My husband is German, and we spent some time in Germany, so that means a certain multiculturalism (in the generic sense of having exposure to another culture and not taking things for granted) and an awareness that there are pros and cons to the American Way of Life. For instance, housing: in order to make mass transit work, most people live in apartments, not single-family homes, and there’s no shame to raising a family in an apartment (but at the same time: have you seen the birthrate?). At the same time, I think some of the traditional German concern with inflation (and worries that the national debt is a time bomb in that respect) has rubbed off on me.

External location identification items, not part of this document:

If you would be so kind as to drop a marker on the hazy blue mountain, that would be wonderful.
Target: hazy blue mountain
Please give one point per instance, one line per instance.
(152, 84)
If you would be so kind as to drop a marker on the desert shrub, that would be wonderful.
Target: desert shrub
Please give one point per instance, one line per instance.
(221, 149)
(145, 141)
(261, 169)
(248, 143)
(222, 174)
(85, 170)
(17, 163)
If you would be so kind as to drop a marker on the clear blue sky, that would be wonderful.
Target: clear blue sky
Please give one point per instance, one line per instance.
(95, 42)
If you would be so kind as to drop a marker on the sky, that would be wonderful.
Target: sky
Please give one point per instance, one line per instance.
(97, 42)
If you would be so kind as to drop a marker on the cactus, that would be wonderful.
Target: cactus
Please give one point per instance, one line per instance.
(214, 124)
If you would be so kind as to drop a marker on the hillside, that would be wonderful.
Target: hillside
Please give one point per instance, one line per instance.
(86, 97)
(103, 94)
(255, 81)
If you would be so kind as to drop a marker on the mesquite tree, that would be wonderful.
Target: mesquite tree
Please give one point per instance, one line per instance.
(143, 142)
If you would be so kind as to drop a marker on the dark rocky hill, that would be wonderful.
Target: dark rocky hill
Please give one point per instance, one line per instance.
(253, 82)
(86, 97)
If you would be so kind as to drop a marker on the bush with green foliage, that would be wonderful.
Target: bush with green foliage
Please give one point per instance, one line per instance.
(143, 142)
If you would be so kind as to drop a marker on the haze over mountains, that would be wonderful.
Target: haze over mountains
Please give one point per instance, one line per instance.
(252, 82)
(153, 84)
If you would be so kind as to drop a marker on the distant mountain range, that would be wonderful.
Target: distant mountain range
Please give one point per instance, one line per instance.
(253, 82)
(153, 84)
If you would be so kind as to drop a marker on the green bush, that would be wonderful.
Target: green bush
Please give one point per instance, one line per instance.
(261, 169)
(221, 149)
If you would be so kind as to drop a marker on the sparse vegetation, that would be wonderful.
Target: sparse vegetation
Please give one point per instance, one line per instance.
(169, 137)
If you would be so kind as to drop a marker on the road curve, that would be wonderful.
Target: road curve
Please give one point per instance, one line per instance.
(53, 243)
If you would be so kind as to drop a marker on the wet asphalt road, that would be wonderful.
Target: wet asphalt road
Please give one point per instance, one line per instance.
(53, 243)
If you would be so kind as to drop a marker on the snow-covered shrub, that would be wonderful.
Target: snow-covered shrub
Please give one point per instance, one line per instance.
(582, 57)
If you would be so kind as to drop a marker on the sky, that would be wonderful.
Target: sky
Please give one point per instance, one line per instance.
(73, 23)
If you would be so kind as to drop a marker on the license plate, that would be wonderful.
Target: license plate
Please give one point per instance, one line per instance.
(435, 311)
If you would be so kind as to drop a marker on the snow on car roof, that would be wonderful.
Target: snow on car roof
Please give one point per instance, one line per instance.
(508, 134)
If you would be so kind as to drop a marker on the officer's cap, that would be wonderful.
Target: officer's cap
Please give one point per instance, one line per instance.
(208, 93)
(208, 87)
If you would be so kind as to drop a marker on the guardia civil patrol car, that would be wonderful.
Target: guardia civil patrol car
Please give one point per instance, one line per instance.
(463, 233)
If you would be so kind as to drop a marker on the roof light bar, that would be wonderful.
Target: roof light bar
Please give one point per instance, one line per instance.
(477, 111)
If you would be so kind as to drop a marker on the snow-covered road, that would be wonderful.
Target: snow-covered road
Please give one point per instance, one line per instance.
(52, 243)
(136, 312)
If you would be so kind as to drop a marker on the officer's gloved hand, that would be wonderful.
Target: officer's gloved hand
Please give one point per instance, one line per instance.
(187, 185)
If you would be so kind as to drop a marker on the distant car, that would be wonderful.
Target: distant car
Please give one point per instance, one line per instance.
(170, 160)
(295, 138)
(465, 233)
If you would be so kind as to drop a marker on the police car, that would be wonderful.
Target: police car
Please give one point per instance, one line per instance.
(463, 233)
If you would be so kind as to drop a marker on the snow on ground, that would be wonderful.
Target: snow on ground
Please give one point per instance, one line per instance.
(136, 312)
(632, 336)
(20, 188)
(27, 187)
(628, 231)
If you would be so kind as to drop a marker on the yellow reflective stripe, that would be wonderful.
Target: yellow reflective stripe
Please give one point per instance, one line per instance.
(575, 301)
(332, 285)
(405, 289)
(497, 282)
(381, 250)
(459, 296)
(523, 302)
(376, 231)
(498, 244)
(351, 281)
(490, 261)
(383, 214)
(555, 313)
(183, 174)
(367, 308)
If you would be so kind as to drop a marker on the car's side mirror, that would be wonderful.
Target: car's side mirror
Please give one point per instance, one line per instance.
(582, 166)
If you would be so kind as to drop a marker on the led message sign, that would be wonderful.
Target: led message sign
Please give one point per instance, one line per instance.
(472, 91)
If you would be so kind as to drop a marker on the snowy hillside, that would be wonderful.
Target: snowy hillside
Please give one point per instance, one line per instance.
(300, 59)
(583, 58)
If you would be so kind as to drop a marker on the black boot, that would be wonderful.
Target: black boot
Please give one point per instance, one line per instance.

We save pretty diligently, so bailouts and benefits to the spendthrift bug me. Pet peeve: people who fail to save for their children’s college education get more generous financial aid packages than those who do. I spent five years in grad school studying medieval history, in the early 90s, with a stipend of $1000 per month, out of which I saved $200 per month in anticipation of the stipend running out before I finished my degree. (I ended up getting married and leaving grad school ABD, but that’s another story.) Somewhere in the basement is a box with my financial record-keeping – in the days before Quicken, I had a book in which I recorded, on a semi-monthly basis (that is, by paycheck), pretty nearly every last cent I spent. It helped that rent was cheap, but I lived pretty frugally then and have very little patience with people who overspend now.

Plus various issues that I can’t connect to me personally:

The future of marriage worries me. My own personal experience is one of intact families (except my oldest nephew, who is a teen dad), but I feel as if American society is becoming increasingly disconnected – the marry-ers and the non-marry-ers living in two different worlds. My own upper-middle class world – the people I work with, the families at my children’s parochial school – is one full of marry-ers (even some traditional large Catholic families), but statistics say that the non-marry-ers are increasing in number, especially the Julias who see no reason why marriage and children have anything to do with each other or why the former should precede the latter. (Book reference: Promises I Can Keep: Why Poor Women Put Motherhood before Marriage, by Kathryn Edin and Maria Kefalas.)

And poverty/the War on Poverty and all sorts of related issues which have no good answers.

And, yes, I dutifully follow foreign policy.

My plan is to use this blog for mini-essays on topics that interest/concern me (geeky political conversation welcome) and to park links that I come across here, but I don’t expect to have time for well-researched/documented posts. So let’s dive in – welcome to my world!